Pada tahun-tahun terakhir (2004 sampai sekarang) hutan bikinan akademisi UGM ini ternyata telah mampu mengundang burung-burung kuntul dan blekok untuk menghuninya. Mereka bahkan beranak pinak di kawasan hutan itu. Pohon-pohon besar yang menjulang tinggilah yang mereka jadikan pemukiman.

Di samping burung-burung berukuran relatif besar seperti kuntul dan blekok itu, tentu saja hutan ini juga menjadi habitat yang menyenangkan bagi makhluk hidup lain seperti burung-burung dalam ukuran yang relatif lebih kecil, serangga, ulat, jamur, cacing, dan sebagainya.

Dalam perkembangan ke depan, mungkinkah hutan ini akan terus lestari. Sebaiknya memang demikian. Akan tetapi desakan berbagai kepentingan bisa saja menjadikan kawasan hutan ini menjadi hilang dari persada Kampus UGM. Penjagaan untuknya kiranya menjadi upaya melestarian kawasan ini. Jika hutan ini tetap lestari bukan hanya para mahasiswa, peneliti, dan dosen saja yang bisa ikut memanfaatkannya. Namun masyarakat di sekitarnya dapat juga memanfaatkannya. Setidaknya udara bersih dan keteduhannya dapat memberikan andil bagi kesehatan warga di sekitarnya (meskipun hanya sedikit).

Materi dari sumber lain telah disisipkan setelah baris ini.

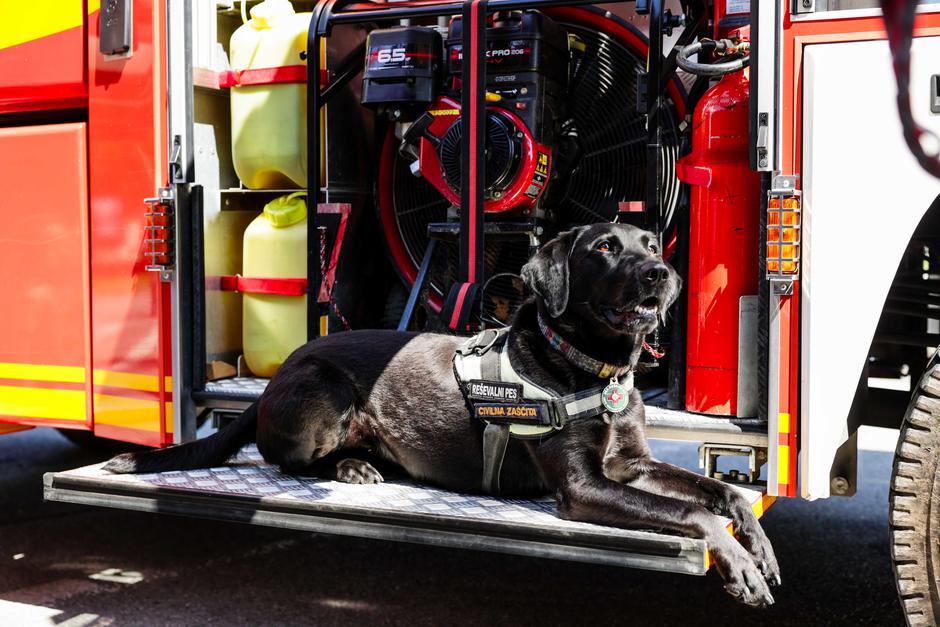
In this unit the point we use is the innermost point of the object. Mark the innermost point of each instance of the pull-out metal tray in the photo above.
(250, 491)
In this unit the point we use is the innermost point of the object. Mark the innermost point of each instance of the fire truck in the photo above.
(141, 142)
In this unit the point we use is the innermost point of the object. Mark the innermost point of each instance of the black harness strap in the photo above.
(499, 399)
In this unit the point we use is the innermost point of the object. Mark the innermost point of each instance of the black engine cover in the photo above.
(526, 65)
(402, 70)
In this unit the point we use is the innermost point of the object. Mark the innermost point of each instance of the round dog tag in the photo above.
(614, 397)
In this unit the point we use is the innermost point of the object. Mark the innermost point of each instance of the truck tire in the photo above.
(914, 506)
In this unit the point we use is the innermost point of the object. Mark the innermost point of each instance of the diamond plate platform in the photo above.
(248, 490)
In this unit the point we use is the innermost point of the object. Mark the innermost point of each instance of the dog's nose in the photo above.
(656, 274)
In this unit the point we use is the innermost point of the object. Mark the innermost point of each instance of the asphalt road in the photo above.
(56, 564)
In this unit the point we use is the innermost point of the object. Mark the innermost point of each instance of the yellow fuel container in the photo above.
(275, 247)
(269, 98)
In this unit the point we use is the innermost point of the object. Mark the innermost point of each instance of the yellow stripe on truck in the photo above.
(42, 403)
(39, 372)
(27, 20)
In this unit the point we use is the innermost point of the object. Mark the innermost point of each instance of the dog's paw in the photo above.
(742, 578)
(762, 552)
(357, 471)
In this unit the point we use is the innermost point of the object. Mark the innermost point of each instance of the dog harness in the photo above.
(512, 405)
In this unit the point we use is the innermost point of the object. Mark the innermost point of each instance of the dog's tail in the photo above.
(204, 453)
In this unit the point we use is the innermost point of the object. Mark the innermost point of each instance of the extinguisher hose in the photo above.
(721, 47)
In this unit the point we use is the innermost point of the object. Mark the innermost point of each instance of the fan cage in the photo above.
(612, 134)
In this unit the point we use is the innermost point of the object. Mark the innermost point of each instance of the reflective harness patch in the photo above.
(512, 405)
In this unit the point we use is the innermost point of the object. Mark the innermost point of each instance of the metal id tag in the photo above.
(615, 396)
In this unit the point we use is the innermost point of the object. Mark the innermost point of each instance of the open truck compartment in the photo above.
(390, 245)
(250, 491)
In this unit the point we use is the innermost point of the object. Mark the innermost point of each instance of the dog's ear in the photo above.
(546, 273)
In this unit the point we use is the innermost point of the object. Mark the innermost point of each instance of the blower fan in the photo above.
(565, 145)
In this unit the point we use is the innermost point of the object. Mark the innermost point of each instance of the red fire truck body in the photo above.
(96, 143)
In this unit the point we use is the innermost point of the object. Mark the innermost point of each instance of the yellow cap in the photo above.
(286, 210)
(266, 13)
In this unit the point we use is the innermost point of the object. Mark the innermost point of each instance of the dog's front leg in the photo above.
(658, 477)
(597, 499)
(571, 463)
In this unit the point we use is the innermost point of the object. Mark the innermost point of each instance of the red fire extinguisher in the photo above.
(724, 243)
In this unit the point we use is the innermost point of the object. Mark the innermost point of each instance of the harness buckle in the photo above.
(480, 347)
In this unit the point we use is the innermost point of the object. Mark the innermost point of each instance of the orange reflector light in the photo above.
(783, 236)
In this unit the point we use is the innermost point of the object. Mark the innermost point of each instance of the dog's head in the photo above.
(604, 274)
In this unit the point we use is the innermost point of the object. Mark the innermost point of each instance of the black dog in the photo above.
(394, 396)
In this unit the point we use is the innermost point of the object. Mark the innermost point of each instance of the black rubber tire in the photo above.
(914, 506)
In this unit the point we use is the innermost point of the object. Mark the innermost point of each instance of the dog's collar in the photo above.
(587, 363)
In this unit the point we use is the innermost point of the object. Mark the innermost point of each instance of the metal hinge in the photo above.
(804, 6)
(160, 243)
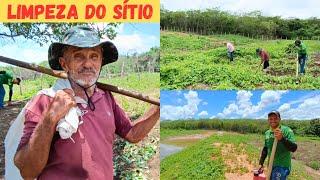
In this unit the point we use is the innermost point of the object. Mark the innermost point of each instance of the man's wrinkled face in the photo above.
(82, 64)
(273, 120)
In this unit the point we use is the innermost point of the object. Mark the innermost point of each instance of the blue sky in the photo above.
(239, 104)
(284, 8)
(131, 38)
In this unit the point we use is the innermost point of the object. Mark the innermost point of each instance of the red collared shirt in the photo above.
(90, 157)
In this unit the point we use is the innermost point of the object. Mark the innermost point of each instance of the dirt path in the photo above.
(166, 150)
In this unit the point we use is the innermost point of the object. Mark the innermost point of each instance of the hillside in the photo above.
(191, 61)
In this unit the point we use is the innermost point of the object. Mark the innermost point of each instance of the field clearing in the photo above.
(224, 155)
(190, 61)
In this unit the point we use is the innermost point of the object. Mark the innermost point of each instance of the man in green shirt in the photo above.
(302, 55)
(286, 144)
(7, 78)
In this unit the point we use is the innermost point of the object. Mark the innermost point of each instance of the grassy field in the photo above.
(200, 62)
(213, 157)
(299, 127)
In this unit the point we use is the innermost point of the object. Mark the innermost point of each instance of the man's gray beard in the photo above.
(82, 82)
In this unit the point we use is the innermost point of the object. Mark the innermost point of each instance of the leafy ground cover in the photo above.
(190, 61)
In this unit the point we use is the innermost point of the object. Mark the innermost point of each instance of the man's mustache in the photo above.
(87, 70)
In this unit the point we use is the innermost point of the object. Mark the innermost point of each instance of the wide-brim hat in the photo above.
(83, 37)
(274, 112)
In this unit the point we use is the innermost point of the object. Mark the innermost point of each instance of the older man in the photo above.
(7, 78)
(42, 153)
(286, 144)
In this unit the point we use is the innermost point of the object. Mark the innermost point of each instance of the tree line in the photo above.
(134, 63)
(303, 128)
(253, 24)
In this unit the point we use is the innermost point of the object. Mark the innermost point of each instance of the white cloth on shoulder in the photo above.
(66, 127)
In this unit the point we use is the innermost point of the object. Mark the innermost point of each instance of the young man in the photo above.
(230, 51)
(42, 153)
(302, 55)
(264, 58)
(286, 144)
(7, 78)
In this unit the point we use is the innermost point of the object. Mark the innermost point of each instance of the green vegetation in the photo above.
(132, 159)
(212, 157)
(166, 133)
(211, 21)
(194, 162)
(303, 128)
(200, 62)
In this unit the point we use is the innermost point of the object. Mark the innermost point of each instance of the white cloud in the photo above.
(243, 107)
(135, 43)
(30, 52)
(284, 8)
(204, 103)
(284, 107)
(203, 114)
(308, 109)
(170, 112)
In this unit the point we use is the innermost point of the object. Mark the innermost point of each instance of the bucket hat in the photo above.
(83, 37)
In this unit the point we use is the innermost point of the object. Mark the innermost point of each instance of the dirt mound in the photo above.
(237, 162)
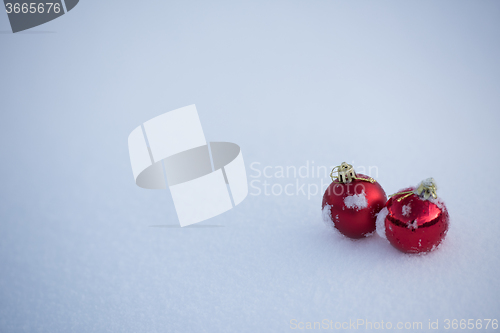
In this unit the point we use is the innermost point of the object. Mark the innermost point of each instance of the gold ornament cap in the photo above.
(426, 189)
(346, 174)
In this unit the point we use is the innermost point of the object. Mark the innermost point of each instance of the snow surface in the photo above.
(403, 89)
(356, 201)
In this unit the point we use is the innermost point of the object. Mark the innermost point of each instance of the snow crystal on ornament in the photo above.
(380, 224)
(406, 210)
(357, 201)
(327, 214)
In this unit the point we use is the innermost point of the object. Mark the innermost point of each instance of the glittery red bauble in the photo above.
(353, 207)
(415, 225)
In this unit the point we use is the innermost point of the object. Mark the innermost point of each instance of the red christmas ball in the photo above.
(413, 223)
(352, 207)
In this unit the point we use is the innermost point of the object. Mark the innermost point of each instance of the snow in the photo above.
(403, 90)
(356, 201)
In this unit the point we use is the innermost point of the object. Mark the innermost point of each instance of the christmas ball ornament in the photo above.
(352, 201)
(414, 220)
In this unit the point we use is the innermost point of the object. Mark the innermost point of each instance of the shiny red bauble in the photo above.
(352, 208)
(413, 224)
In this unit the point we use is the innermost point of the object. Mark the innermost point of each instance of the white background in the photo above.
(409, 87)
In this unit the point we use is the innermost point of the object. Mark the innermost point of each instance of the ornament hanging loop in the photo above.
(346, 174)
(426, 189)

Tampaknya pemekaran pemukiman, sarana transportasi, areal bisnis, dan sebagainya seringkali menggusur kawasan-kawasan hijau dan kawasan-kawasan subur. Mungkin perlu terus dipikirkan tentang bagaimana sebaiknya mengatur kawasan pemukiman, jalan, areal bisnis dan seterusnya dengan penataan keseimbangan lingkungan. Jika tidak, maka lingkungan kita akan semakin rusak, tidak sehat, dan tidak lagi nyaman dihuni.